Así mismo, puntualizó que “ En el sub lite no se cumple con el requisito de subsidiaridad, si se tiene en cuenta que la nulidad que la señora Carolina Rivero González requiere que por esta vía se decrete, descansa, principalmente, en que no se le enteró de la existencia de la memorada interdicción, no obstante éste involucrar a su progenitor, situación que la denunciante tiene opción de ventilar a través del recurso extraordinario de revisión contra el fallo proferido por el funcionario querellado, independientemente de su desenlace, eso sí, siempre y cuando atienda la oportunidad legal establecida en el artículo 380 del Código de Procedimiento Civil ”(fallo d 7 de junio de 2013, exp. 00191-01). 4.- Al margen de lo anterior, advierte la Corte que, en este caso tampoco se dan los supuestos del artículo 8º del Decreto 2591 de 1991, para dispensar el amparo que se reclama, en tanto que el perjuicio irremediable a que alude el interesado no cuenta con respaldo probatorio en esta actuación. Sobre el particular, es de ver que no hay ningún elemento de juicio que lleve a entender que los derechos fundamentales implorados por el gestor se encuentran en una situación de inminente riesgo, al punto que sea necesaria la intervención impostergable de esta excepcional justicia para que adopte medidas urgentes en orden a preservar los postulados supralegales. 5.- Finalmente, si el Incoder no fue convocado al proceso historiado, le corresponde a él debatir ese punto si considera que esa presunta omisión le causa agravio a sus garantías superiores, no debe olvidar el ahora quejoso que aunque el artículo 10º del citado Decreto, establece que “ cualquier persona ” está facultada para usar el aludido amparo, a renglón seguido, condiciona su legitimación a que ella sea la “ vulnerada o amenazada en uno de sus derechos fundamentales ”, no el de terceros, como así también se menciona en el precepto 86 de la Constitución Nacional, al decir que a dicha acción sólo puede acudir quien vea “ vulnerados o amenazados ” sus postulados supralegales. 6.- Sin más discernimientos, se desestimara el auxilio deprecado.

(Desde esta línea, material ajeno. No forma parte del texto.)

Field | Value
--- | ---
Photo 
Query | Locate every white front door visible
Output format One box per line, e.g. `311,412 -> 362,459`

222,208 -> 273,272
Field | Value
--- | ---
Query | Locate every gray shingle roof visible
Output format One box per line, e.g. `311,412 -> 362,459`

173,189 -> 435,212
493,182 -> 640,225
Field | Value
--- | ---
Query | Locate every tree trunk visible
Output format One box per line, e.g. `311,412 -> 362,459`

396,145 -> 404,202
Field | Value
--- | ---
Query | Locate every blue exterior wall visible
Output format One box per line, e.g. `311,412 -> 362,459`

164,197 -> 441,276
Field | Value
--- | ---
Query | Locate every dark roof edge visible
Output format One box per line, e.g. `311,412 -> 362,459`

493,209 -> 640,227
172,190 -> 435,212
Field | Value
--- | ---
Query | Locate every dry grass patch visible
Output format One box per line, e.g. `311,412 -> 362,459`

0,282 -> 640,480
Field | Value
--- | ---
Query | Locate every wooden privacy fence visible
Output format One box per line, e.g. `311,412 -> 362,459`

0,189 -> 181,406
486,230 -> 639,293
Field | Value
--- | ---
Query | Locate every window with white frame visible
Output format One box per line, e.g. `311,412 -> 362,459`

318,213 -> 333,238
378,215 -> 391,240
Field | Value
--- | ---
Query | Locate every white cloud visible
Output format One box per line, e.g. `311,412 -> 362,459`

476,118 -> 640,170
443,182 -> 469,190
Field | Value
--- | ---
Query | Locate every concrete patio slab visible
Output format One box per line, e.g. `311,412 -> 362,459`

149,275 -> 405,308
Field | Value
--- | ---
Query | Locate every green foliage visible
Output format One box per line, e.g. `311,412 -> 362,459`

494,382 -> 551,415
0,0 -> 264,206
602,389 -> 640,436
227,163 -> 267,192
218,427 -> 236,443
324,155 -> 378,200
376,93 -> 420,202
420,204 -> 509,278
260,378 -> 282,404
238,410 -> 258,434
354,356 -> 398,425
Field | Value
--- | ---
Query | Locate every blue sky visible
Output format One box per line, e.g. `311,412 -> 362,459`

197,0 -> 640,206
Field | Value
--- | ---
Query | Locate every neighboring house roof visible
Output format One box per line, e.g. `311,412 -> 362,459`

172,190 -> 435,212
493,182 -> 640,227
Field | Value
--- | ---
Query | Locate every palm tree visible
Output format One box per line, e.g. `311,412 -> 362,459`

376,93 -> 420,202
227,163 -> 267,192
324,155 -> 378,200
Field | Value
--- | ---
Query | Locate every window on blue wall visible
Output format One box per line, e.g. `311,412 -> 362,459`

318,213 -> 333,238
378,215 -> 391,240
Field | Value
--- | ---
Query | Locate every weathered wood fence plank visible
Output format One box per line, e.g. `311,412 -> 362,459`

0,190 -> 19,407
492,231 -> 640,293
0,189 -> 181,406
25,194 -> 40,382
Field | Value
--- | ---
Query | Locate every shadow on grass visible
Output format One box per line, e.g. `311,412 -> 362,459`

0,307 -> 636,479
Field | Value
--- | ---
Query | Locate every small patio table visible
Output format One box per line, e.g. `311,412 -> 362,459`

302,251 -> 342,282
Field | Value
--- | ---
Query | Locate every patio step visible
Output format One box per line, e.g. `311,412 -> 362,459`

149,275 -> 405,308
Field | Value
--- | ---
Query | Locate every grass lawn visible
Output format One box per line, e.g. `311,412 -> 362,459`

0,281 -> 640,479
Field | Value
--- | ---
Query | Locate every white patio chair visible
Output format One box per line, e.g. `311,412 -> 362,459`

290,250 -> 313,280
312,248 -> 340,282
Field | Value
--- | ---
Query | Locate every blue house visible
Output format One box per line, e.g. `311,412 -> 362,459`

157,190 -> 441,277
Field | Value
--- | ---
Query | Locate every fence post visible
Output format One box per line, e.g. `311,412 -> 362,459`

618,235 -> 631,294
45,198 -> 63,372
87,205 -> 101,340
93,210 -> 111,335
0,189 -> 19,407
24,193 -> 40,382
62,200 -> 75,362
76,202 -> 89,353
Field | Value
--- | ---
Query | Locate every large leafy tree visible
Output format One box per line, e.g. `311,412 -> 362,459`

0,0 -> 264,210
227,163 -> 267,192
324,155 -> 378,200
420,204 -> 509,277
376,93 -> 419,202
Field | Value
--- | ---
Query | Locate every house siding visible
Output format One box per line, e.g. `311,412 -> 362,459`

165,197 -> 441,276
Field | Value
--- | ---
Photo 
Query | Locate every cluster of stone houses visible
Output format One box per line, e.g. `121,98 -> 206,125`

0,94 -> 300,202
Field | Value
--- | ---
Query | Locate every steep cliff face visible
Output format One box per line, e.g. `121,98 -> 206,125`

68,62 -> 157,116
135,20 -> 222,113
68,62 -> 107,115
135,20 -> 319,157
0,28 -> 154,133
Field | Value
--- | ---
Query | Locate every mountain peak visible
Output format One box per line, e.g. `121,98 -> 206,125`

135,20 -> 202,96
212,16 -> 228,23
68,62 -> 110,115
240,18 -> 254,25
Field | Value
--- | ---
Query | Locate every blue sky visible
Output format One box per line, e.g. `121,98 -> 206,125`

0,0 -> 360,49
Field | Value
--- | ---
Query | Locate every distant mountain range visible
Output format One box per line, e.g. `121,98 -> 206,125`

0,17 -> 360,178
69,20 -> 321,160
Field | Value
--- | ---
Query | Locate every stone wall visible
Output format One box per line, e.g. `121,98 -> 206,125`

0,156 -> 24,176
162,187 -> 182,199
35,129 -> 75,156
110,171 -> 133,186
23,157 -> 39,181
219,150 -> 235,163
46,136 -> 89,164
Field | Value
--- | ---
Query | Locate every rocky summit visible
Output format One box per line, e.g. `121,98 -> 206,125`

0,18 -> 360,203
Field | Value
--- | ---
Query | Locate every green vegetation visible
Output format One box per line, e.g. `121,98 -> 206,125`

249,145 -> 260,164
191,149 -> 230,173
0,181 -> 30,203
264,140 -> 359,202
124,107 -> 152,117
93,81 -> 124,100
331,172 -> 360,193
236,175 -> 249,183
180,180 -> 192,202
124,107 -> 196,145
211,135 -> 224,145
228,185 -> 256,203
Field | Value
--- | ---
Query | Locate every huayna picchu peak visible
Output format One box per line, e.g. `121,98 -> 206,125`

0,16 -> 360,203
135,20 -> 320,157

DECISIÓN En mérito de lo expuesto, la Corte Suprema de Justicia, en Sala de Casación Civil, administrando justicia en nombre de la República y por autoridad de la ley, DENIEGA la solicitud de tutela impetrada por José Fernando Rodríguez Revollo. Comuníquese lo resuelto en este fallo a los interesados por el medio más expedito y, de no ser impugnado, remítase el expediente a la Corte Constitucional para su eventual revisión. MARGARITA CABELLO BLANCO RUTH MARINA DÍAZ RUEDA FERNANDO GIRALDO GUTIÉRREZ ARIEL SALAZAR RAMÍREZ ARTURO SOLARTE RODRÍGUEZ JESÚS VALL DE RUTÉN RUIZ PAGE 9 MCB.